Aussi, frère et sœur vivent-ils en reclus. Travailler n’a de fonction pour eux qu’alimentaire, et ils se gardent bien de frayer avec leurs collègues. Seule Claire rend épisodiquement visite à Jean, son ami de lycée amoureux transi de la jeune femme. Éperdu d’amour pour elle, il a fait le vœu secret de lui vouer sa vie entière, même sans la réciprocité du sentiment, pourvu que Claire soit à jamais présente dans sa vie.

« J’étais épouvantablement jaloux, encombré par mon dépit et ravagé par mon envie. » (p.25)

Mais ce sacrifice sciemment consenti devient difficile à vivre lorsque Claire lui déclare multiplier les rendez-vous avec des amants d’un soir. Dans un motel passablement sordide d’une bourgade insipide, la jeune femme cultive une double vie que Jean et Sam pensent être réservée à des hommes. La réalité est différente, difficilement avouable. Terriblement addictive. Claire a besoin de ces corps alanguis, ces doubles de chair qu’elle ne reverra pas mais qui la font se sentir si délicieusement vivante.

« Elle était emportée, vertigineuse, elle devait se maintenir raide et solide. Mentir était une lente construction, une issue, elle s’y perdait. » (p.65)

« Elle n’avait aucune raison de chercher l’amour, son amour elle le destinait à son frère.

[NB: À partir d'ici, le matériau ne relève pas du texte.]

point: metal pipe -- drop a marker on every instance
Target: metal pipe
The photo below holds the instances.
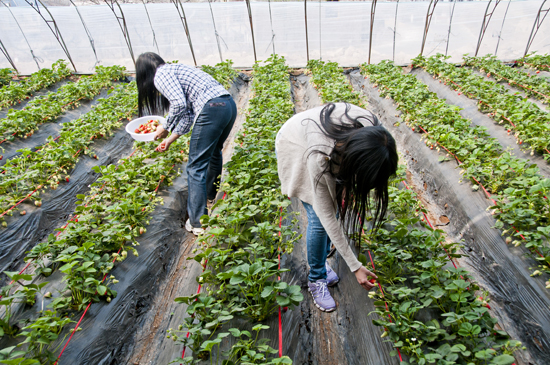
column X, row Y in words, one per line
column 251, row 28
column 486, row 19
column 55, row 30
column 429, row 15
column 307, row 40
column 183, row 19
column 372, row 12
column 536, row 26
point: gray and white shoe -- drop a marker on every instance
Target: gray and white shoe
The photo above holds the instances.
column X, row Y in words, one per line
column 321, row 296
column 195, row 231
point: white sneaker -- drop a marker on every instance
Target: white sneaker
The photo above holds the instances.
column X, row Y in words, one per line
column 195, row 231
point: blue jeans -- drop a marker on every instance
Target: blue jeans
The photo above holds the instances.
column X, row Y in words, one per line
column 318, row 245
column 205, row 154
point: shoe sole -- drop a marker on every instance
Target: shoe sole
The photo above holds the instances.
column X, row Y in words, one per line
column 318, row 306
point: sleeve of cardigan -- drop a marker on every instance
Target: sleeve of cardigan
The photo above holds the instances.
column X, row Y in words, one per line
column 324, row 207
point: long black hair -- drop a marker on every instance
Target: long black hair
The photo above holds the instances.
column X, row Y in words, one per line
column 362, row 160
column 150, row 101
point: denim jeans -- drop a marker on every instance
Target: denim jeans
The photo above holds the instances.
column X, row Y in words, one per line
column 205, row 154
column 318, row 245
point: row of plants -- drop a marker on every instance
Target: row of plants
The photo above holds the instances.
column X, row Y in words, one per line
column 240, row 251
column 520, row 208
column 535, row 61
column 108, row 222
column 533, row 85
column 42, row 109
column 50, row 164
column 223, row 72
column 528, row 123
column 14, row 92
column 430, row 312
column 328, row 79
column 6, row 75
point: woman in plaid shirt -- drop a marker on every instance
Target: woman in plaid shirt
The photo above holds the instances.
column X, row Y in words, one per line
column 190, row 96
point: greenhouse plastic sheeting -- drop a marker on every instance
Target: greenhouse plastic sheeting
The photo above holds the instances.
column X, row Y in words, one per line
column 337, row 31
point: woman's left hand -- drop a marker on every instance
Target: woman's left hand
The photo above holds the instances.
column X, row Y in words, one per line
column 164, row 145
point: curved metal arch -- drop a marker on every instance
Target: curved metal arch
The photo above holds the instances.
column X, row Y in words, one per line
column 51, row 23
column 502, row 26
column 87, row 33
column 395, row 29
column 536, row 26
column 429, row 15
column 34, row 57
column 372, row 12
column 7, row 55
column 486, row 19
column 181, row 13
column 121, row 19
column 249, row 8
column 307, row 38
column 151, row 24
column 449, row 32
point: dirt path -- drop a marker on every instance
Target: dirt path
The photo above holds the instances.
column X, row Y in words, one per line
column 519, row 302
column 150, row 345
column 347, row 335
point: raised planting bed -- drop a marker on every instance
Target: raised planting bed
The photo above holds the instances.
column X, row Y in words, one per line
column 24, row 122
column 430, row 310
column 77, row 261
column 517, row 299
column 14, row 92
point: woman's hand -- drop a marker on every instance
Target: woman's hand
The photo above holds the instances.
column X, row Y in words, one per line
column 362, row 276
column 160, row 133
column 164, row 145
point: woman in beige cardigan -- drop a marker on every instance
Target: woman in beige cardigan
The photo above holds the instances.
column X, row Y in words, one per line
column 331, row 158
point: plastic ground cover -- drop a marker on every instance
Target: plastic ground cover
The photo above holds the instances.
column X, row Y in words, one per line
column 519, row 299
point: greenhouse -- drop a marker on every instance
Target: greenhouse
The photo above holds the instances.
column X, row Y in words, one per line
column 106, row 168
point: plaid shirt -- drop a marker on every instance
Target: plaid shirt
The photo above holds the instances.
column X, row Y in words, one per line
column 188, row 89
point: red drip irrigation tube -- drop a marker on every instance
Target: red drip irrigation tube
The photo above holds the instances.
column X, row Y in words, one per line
column 385, row 303
column 66, row 224
column 522, row 86
column 104, row 277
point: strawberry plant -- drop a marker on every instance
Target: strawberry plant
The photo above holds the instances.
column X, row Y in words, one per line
column 331, row 84
column 17, row 91
column 6, row 75
column 223, row 72
column 245, row 236
column 527, row 121
column 532, row 85
column 24, row 122
column 534, row 61
column 430, row 312
column 50, row 164
column 481, row 158
column 109, row 220
column 411, row 261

Elle était envoûtée par les corps, et ne parvenait pas à y renoncer. » (p.78)

Aussi, lorsque des cadavres de femmes mutilées sont retrouvés ici et là dans la petite ville des jumeaux, tout et tous semblent vouloir accuser Sam, idéalement étrange et insaisissable pour devenir LE coupable. Il faut dire que sa collection de couteaux, sur laquelle il veille jalousement, peut le confondre. Mais n’est-il pas un coupable un peu trop parfait ?

« L’engrenage et l’impasse. Elle avait encore le vertige. » (p.174)

Et le lecteur de comprendre que ce trio a bien des motifs pour sombrer dans l’illégalité et le crime. Ou, pour le moins, de l’engendrer pour mieux se protéger. L’amour destructeur, le sacrifice de soi pour compenser le don de l’autre… Des thématiques riches pour un récit d’une force certaine, au dénouement troublant et déroutant. La gémellité a de quoi faire songer et inspirer…


La femme qui est dans mon lit, Anne REVAH, éditions MERCURE DE FRANCE, 2025, 183 pages, 18.80€.